Bahnhofstrasse 28a (near Paradeplatz)
Offers hearty sausages, stews, rosti in a Brauhaus-like setting. Good food and large portions in a historical building, built in 1487.

Rindermarkt 12.
This restaurant with the name "Apple Chamber" is unusual in it's challenge. If you succeed in climbing over the roof beams, you get a free glass of wine and can mark your name into the wood.

Les Halles
Pfingstweidstr 6
This restaurant was converted from an old Peugeot garage and serves organic fare (Sfr21 for pasta).
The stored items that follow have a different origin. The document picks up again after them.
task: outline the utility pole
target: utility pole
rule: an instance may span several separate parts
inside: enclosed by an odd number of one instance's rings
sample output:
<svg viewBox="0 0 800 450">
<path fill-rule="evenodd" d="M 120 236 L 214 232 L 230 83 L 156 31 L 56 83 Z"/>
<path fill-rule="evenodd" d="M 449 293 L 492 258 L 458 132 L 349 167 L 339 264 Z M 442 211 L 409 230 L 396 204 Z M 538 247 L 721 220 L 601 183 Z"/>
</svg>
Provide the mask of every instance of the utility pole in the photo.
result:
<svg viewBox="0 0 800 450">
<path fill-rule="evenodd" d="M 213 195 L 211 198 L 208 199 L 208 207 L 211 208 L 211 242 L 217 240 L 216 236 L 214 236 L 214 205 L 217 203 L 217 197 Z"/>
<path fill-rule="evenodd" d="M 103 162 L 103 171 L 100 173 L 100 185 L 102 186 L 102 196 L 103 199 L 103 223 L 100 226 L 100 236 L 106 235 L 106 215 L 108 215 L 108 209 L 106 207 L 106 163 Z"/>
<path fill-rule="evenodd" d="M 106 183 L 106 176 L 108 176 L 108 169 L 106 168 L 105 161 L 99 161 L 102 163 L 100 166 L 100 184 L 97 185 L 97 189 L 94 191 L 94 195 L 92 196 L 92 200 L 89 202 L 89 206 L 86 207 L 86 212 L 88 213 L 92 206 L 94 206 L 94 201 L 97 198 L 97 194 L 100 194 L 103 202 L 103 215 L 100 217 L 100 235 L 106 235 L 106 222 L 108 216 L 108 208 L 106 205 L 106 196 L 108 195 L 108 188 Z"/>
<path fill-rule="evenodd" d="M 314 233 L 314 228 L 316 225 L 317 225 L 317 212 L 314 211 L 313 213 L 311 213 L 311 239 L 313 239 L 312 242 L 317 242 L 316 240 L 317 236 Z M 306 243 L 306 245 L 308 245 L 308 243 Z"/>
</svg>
White-aproned waiters serve rosti (Sfr25.50) under a frescoed ceiling.

Sprungli Paradeplatz
The flagship store of the Sprungli confectionery store chain, this beautiful turn-of-the-century upstairs dining room is popular for breakfast, lunch and afternoon tea. Gorgeous display cases are filled with cakes, tarts, open-face and regular sandwiches.

Widder Hotel
Rennweg 7
High-class dining within the famous Widder Hotel. Trendy bar, piano music, red leather decor, and halogen lighting adds to the experience. Mains 20-50CHF.

Le Dezaley
Romergasse 7
Traditional French-Swiss food from the French-speaking Kanton Waadt. One of many fondue restaurants in Zurich. Mains 25-40CHF.

Mesa Restaurant
Weinbergstr. 75
This restaurant has earned 17 points from Guide Gault Millau and one star from Guide Michelin. A traditional kitchen, it is one of the best restaurants in Zurich.

Ramistrasse 4 (at Bellevue)
This is the city's most famous restaurant. Good Swiss food is complimented by the opportunity to dine among original artwork by famous Swiss and European artists (who payed in paintings instead of money). Stylish dress is expected. Mains 30-65CHF.